The relative gain array (RGA) is a classical widely used method for determining the best input-output pairings for multivariable process control systems. It has many practical open-loop and closed-loop control applications and is relevant to analyzing many fundamental steady-state closed-loop system properties such as stability and robustness.

==Definition==
Given a linear time-invariant (LTI) system represented by a nonsingular matrix $\mathrm{G}$, the relative gain array (RGA) is defined as

$\mathrm{R} = \Phi (\mathrm{G}) = \mathrm{G} \circ {(\mathrm{G}^{-1})}^T.$

where $\circ$ is the elementwise Hadamard product of the two matrices, and the transpose operator (no conjugate) is necessary even for complex $\mathrm{G}$. Each ${i,j}$ element $\mathrm{R}_{i,j}$ gives a scale invariant (unit-invariant) measure of the dependence of output $j$ on input $i$.

==Properties==
The following are some of the linear-algebra properties of the RGA:

1. Each row and column of $\Phi (\mathrm{G})$ sums to 1.
2. For nonsingular diagonal matrices $\mathrm{D}$ and $\mathrm{E}$, $\Phi (\mathrm{G}) = \Phi (\mathrm{D} \mathrm{G} \mathrm{E})$.
3. For permutation matrices $\mathrm{P}$ and $\mathrm{Q}$, $\mathrm{P}\Phi (\mathrm{G})\mathrm{Q} = \Phi (\mathrm{P} \mathrm{G} \mathrm{Q})$.
4. Lastly, $\Phi (\mathrm{G}^{-1}) = \Phi (\mathrm{G})^T = \Phi {(\mathrm{G}^T)}$.

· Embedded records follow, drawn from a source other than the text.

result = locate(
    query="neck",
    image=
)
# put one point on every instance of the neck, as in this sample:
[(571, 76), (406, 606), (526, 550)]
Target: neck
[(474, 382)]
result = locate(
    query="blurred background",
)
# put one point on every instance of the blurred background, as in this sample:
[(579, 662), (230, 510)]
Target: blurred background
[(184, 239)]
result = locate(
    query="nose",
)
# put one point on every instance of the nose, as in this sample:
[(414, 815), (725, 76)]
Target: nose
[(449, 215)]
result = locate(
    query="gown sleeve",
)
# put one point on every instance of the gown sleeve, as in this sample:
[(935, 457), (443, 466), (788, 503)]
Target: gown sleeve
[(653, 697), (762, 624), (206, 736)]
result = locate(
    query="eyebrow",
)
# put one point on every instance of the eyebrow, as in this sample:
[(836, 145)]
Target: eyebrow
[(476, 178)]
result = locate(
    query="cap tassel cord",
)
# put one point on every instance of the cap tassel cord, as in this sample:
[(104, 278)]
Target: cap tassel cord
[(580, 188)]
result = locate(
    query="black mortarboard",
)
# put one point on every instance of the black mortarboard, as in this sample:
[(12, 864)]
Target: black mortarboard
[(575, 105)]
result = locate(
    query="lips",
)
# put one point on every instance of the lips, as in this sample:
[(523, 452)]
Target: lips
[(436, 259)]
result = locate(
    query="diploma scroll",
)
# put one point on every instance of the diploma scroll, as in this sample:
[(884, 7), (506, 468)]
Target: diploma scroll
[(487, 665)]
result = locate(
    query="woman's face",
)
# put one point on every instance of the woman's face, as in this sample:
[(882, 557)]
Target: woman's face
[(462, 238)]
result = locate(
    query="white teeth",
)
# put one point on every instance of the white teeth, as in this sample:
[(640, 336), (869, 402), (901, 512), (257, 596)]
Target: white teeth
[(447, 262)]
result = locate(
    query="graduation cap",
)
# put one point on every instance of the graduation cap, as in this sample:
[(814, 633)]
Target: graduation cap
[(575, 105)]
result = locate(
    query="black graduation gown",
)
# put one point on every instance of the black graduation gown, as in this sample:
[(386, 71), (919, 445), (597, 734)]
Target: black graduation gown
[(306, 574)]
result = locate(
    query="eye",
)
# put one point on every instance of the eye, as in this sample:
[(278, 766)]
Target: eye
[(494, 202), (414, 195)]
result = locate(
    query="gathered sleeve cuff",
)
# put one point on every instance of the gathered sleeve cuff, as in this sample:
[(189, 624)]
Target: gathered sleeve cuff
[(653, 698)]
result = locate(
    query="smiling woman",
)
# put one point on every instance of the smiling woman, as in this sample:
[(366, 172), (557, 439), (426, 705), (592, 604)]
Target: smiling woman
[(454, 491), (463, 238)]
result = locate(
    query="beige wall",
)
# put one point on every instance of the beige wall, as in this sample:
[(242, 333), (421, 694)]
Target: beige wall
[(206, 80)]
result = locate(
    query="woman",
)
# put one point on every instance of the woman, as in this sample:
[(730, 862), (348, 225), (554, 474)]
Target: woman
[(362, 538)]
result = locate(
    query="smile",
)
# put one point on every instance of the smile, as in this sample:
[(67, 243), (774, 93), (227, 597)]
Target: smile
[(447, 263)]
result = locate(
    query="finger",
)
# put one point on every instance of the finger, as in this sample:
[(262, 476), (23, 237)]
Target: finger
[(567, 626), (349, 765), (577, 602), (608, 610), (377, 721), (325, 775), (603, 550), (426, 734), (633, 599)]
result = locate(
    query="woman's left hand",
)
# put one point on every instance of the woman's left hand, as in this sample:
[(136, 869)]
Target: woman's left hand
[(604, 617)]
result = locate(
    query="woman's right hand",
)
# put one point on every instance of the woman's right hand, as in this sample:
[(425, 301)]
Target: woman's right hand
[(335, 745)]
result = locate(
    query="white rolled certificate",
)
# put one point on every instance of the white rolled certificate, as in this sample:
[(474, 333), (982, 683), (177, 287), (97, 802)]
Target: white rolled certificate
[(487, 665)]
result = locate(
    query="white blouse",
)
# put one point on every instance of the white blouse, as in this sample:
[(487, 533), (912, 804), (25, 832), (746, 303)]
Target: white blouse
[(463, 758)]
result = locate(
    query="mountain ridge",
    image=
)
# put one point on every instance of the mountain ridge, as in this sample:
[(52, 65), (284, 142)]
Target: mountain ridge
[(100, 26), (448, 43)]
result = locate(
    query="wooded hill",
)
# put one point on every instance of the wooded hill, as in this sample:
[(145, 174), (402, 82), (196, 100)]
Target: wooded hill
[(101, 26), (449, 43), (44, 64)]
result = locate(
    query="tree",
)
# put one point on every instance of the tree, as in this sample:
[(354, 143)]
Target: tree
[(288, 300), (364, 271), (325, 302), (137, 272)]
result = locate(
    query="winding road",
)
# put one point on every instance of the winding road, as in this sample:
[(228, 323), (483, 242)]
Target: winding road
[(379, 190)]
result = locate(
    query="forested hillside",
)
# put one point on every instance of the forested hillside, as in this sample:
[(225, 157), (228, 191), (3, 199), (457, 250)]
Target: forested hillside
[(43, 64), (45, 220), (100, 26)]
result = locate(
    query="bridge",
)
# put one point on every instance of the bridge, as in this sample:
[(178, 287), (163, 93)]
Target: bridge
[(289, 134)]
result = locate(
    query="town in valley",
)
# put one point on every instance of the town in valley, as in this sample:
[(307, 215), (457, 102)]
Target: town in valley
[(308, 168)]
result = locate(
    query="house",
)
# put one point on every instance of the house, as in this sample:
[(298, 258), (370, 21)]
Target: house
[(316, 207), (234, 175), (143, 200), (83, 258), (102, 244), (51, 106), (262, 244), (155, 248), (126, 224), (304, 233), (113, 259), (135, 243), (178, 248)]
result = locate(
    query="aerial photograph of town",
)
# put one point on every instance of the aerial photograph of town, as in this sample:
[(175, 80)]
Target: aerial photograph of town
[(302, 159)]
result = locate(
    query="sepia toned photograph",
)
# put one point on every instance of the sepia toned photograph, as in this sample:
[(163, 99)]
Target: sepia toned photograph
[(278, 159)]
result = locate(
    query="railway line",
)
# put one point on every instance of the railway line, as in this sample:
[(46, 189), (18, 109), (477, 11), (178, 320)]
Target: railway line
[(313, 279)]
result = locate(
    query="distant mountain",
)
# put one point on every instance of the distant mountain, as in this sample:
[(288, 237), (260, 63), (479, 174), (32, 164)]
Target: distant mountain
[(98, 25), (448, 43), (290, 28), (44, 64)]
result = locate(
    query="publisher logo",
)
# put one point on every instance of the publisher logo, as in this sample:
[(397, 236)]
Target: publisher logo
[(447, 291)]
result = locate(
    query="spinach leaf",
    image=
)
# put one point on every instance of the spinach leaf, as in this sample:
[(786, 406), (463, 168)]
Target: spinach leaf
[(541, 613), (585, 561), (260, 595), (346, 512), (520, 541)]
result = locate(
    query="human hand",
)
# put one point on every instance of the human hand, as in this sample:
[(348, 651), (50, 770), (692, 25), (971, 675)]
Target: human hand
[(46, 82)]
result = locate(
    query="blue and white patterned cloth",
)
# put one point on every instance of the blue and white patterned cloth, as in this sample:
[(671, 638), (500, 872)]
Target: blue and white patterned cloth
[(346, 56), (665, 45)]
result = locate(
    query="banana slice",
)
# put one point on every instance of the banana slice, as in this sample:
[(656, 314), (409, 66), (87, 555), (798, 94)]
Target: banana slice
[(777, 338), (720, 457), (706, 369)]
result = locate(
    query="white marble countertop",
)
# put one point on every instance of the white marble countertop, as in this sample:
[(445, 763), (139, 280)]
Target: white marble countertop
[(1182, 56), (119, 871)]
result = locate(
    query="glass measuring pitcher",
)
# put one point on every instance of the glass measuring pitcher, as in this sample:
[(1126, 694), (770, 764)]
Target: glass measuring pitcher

The second property says that the RGA is invariant with respect to nonzero scalings of the rows and columns of $\mathrm{G}$, which is why the RGA is invariant with respect to the choice of units on different input and output variables. The third property says that the RGA is consistent with respect to permutations of the rows or columns of $\mathrm{G}$.

==Generalizations==
The RGA is often generalized in practice to be used when $\mathrm{G}$ is singular, e.g., non-square, by replacing the inverse of $\mathrm{G}$ with its Moore–Penrose inverse (pseudoinverse). However, it has been shown that the Moore–Penrose pseudoinverse fails to preserve the critical scale-invariance property of the RGA (#2 above) and that the unit-consistent (UC) generalized inverse must therefore be used.